La restructuration de la fiscalité directe pénalisera les plus gros salariés; la taxe sur les dividendes, elle, les grandes entreprises les plus profitables. Même s’il ne l’a pas dit, on pourrait comprendre que Pravind Jugnauth a voulu faire passer le message qu’il s’attaque au gros capital, voué aux gémonies par le leader de l’Opposition.
Le secteur privé fait la gueule. C’est la preuve que Pravind Jugnauth a envoyé le balancier dans l’autre sens même si les syndicats trouvent qu’on est en train de démanteler l’État-providence par le biais de la restructuration de la pension de vieillesse.
La cerise sur le gâteau populaire eût été le rétablissement de la taxe de sortie sur le sucre. Mais là, le ministre des Finances n’a pas osé peut-être par conviction mais certainement pour ne pas se heurter à Paul Bérenger comme l’a été Manou Bheenick dans le passé.
Navin Ramgoolam a senti le danger.
Le leader de l’Opposition a laissé entendre donc que les mesures de Pravind Jugnauth pour démocratiser l’économie ne sont que des … mesurettes, de la poudre aux yeux.
Réagissant à chaud, vendredi soir, Navin Ramgoolam a dit qu’il prendra, une fois au pouvoir, des mesures “radicales pour permettre une vraie démocratisation de l’économie”.
Il faut désormais s’attendre à une radicalisation du discours du leader de l’Opposition. Il fera de la surenchère.
Pravind Jugnauth, quant à lui, prend un risque. Il joue quitte ou double.
Avec son Budget à la tonalité sociale et populaire, le ministre des Finances espère créer un sentiment de bien-être dans la population. Pravind Jugnauth a fait du quatrième Budget de l’Alliance MSM/MMM ‘son’ Budget. À aucun moment il n’a, par exemple, cité le nom de son prédécesseur, Paul Bérenger avec ses budgets ‘serre ceinture’, dans son discours.

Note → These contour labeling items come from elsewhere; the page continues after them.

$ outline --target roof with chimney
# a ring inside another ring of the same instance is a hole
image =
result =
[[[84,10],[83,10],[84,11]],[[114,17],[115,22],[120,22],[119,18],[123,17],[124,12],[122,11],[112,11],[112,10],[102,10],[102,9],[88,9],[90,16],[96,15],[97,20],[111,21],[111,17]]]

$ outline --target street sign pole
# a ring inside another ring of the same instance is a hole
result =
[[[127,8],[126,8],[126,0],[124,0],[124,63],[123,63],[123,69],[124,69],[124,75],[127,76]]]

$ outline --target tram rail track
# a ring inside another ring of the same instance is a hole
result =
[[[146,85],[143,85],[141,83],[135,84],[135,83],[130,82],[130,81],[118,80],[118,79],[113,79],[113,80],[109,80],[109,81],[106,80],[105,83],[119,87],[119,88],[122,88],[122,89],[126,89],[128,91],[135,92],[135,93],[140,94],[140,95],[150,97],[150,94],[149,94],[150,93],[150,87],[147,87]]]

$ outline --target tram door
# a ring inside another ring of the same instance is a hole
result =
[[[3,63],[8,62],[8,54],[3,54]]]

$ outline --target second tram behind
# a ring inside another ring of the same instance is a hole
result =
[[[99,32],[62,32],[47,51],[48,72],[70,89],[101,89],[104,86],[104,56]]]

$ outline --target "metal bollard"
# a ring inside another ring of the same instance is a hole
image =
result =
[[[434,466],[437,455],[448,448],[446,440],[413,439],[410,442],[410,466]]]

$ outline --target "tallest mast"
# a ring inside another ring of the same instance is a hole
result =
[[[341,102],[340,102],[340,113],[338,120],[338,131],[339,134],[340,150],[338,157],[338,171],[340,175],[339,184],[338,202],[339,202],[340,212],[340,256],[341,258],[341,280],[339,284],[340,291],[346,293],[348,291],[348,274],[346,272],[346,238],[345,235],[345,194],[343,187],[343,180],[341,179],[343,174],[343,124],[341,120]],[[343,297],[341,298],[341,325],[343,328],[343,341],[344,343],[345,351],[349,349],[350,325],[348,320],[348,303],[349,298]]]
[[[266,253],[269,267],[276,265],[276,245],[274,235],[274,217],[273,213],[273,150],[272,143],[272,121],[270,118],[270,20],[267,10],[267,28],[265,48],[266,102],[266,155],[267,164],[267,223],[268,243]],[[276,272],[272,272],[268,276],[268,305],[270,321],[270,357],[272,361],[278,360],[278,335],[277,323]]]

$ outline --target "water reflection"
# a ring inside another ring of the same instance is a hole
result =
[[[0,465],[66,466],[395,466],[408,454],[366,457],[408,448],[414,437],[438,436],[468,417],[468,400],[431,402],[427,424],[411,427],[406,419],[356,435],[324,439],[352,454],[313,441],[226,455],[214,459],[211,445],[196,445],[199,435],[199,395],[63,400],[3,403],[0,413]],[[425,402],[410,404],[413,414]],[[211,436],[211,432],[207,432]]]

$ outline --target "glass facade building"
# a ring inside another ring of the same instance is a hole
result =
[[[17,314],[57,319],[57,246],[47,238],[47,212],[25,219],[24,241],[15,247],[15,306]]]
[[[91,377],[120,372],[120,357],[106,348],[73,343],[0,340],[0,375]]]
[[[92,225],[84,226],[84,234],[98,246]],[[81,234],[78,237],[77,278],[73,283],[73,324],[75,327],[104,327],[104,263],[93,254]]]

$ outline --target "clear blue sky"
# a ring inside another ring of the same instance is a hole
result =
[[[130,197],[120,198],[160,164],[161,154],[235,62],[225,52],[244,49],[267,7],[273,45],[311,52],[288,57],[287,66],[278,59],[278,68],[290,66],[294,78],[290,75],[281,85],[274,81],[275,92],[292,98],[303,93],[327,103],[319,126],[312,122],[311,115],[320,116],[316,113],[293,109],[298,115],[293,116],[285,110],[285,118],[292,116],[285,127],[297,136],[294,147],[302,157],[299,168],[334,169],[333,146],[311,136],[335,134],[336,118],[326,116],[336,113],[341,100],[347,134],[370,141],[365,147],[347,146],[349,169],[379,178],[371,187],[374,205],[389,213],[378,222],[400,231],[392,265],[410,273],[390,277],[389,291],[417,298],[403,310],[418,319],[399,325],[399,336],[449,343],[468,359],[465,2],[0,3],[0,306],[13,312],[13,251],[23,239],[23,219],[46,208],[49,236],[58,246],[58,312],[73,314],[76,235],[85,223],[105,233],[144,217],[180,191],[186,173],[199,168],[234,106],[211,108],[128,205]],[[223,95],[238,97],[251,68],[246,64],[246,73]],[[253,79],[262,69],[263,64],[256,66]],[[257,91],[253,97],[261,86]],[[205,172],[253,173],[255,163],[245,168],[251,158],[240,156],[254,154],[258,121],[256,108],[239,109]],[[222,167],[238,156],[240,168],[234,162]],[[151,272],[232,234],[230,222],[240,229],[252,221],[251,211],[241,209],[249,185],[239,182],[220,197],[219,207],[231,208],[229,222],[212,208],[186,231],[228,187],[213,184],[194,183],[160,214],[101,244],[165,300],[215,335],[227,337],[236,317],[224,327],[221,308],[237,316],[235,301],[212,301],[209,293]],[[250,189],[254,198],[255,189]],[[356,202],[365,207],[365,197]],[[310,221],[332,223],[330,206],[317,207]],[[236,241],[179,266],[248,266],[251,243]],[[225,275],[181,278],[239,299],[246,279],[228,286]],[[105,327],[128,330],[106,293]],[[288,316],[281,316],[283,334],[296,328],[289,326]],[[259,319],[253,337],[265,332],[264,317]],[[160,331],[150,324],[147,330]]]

Si cet exercice ne crée pas un déclic psychologique dans la population, si le ‘feel good factor’ tant escompté n’est pas au rendez-vous, il sera sanctionné. Le gouvernement risque alors de faire naufrage en 2005, lui avec. À moins qu’il essaye une reprise en main avec un deuxième Budget vraiment électoraliste en juin 2005, à la veille des législatives.
Si son premier Budget marche, Pravind Jugnauth sera mis en orbite pour éventuellement occuper le poste suprême.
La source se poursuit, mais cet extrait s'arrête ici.